Title in English Martin Heidegger and philosophy in Czechoslovakia to 1989
Authors

ZOUHAR Jan

Year of publication 2018
Type Article in Proceedings
Conference Heidegger v Česku, Polsku a na Slovensku
MU Faculty or unit

Faculty of Arts

Citation
Keywords Heidegger; Czech Philosophy
Description Some of the first responses to Martin Heideggers philosophy in Czechoslovakia occurred in Jan Patočkas habilitation thesis The Natural World as a Philosophical Problem (Přirozený svět jako filosofický problém), published in 1936. After WWII, the attitude of Czech philosophers to German philosophy became rather reserved and dismissive. Heidegger was mentioned by Václav Černý in his First Notebook on Existentialism (První sešit o existencialismu, 1948) and then only in 1958 by Milena Jetmarová in a collection of papers titled Contemporary Western Philosophy (Současná západní filosofie). In the 1960s, Heidegger’s work drew the attention of Marxist revisionists. Heidegger influenced Karel Kosíks The Dialectics of the Concrete (Dialektika konkrétního), Antonín Mokrejšs Phenomenology and the Problem of Intersubjectivity (Fenomenologie a problém intersubjektivity) and Karel Michňáks On the Critique of Anthropologism in Philosophy and Theology (Ke kritice antropologismu ve filosofii a teologii). Slovak and Czech readers were able read the Slovakian translation of Heideggers Sein und Zeit for the first time in 1969. It was published in the eight volume of An Anthology of Philosophers’ Papers (Antológia z diel filozofov) – Pragmatism, Realism, Phenomenology and Existentialism (Pragmatizmus, realizmus, fenomenológia, existencializmus, edited by Igor Hrušovský, published by Epocha Publishers), with an introductory study by Ján Bodnár.

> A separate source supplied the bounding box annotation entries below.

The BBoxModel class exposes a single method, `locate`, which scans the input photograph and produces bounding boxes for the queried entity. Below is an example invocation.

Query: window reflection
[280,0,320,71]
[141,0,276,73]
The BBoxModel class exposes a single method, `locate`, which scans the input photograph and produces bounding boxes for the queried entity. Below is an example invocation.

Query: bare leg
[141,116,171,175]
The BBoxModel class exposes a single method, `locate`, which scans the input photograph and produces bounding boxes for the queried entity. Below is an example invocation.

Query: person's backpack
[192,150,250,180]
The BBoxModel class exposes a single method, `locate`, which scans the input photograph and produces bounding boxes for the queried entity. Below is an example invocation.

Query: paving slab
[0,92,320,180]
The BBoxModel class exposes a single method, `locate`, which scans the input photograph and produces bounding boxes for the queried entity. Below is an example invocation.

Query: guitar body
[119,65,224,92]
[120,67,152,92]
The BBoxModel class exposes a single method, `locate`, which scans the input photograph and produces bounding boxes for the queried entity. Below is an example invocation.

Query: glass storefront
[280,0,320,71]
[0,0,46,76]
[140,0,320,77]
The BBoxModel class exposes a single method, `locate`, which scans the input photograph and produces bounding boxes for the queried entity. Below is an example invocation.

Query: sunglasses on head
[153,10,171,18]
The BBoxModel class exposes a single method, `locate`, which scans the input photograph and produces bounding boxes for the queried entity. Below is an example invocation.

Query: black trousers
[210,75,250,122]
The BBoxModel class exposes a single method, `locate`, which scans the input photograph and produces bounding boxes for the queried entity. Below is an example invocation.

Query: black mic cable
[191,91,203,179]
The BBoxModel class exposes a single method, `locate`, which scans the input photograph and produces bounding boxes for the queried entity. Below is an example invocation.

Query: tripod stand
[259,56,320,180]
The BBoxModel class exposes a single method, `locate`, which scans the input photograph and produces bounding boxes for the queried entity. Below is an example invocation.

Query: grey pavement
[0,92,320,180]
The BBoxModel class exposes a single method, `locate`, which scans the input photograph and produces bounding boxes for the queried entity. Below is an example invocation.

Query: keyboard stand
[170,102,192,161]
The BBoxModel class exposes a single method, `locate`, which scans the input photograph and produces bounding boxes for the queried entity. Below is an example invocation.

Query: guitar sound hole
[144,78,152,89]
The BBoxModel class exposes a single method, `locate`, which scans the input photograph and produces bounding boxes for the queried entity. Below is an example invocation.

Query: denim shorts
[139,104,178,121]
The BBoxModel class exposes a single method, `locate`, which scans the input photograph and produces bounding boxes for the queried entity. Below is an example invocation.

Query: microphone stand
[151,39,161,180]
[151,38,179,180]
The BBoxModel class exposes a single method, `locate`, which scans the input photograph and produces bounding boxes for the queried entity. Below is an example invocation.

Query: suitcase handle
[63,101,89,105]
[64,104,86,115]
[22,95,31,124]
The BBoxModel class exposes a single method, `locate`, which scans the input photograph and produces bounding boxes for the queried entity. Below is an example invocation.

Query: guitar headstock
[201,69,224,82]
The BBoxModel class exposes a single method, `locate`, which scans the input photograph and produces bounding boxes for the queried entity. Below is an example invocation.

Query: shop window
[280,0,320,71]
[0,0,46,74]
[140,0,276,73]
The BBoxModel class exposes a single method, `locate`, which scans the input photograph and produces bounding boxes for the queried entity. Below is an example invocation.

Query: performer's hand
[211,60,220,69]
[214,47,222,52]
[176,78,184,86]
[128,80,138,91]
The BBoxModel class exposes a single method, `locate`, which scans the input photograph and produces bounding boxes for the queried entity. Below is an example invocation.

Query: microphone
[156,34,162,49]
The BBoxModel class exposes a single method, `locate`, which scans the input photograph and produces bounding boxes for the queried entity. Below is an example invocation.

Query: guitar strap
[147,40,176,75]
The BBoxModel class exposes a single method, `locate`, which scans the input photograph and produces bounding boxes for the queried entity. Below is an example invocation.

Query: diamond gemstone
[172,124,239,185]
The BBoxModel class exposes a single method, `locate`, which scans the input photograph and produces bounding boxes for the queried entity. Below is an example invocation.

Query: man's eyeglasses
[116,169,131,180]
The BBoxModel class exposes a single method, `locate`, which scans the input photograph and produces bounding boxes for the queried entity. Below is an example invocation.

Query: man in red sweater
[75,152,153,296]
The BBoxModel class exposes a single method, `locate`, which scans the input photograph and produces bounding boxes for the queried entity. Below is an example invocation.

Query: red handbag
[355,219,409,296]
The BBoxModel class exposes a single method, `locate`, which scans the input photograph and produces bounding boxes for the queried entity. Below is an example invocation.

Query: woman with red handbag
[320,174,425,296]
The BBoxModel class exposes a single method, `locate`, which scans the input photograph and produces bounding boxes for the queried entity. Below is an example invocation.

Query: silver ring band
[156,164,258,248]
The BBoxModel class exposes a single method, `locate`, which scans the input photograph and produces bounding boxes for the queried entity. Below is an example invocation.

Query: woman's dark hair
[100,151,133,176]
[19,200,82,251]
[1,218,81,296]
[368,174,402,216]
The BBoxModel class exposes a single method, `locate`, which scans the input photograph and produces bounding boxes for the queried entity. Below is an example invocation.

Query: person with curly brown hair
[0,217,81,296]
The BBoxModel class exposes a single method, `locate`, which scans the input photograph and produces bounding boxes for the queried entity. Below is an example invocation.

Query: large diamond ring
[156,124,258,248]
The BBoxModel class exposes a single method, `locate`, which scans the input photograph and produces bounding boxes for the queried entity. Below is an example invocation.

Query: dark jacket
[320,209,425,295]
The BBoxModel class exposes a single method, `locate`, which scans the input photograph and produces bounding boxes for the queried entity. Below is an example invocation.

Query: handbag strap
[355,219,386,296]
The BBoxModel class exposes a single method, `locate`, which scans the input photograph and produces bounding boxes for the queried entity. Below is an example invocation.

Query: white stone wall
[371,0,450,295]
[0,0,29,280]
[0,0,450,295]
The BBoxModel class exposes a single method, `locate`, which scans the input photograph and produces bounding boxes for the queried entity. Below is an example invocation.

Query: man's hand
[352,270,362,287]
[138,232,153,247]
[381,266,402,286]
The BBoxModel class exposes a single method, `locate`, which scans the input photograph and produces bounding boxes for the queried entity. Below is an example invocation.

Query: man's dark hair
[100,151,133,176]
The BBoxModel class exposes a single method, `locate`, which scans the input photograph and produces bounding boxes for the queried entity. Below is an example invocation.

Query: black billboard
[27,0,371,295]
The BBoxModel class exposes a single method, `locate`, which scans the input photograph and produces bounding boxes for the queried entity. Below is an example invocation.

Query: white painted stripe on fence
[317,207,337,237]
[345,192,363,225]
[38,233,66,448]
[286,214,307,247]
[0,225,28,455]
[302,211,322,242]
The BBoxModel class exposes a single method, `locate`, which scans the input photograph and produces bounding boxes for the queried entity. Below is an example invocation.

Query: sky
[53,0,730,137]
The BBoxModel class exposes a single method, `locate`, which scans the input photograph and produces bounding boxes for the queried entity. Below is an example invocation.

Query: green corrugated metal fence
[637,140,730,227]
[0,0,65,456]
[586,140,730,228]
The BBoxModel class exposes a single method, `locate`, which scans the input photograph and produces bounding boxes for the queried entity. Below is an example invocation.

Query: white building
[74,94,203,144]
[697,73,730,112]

During the Normalization of Czech society in 1970s and 1980s, which had a serious impact on the spiritual and political sphere, Heideggers influence on Czech and Slovak philosophy was degraded by Ladislav Hrzal and Jakub Netopilík notorious book Ideological Struggle in the Development of Czech Philosophy (Ideologický boj ve vývoji české filozofie), which brought to the Normalization atmosphere of the 70s and 80s formal denunciation of Heideggers philosophy and an official criticism of phenomenology. Nevertheless, the interest in Heidegger and Phenomenology continued in unofficial structures, samizdat and home seminars.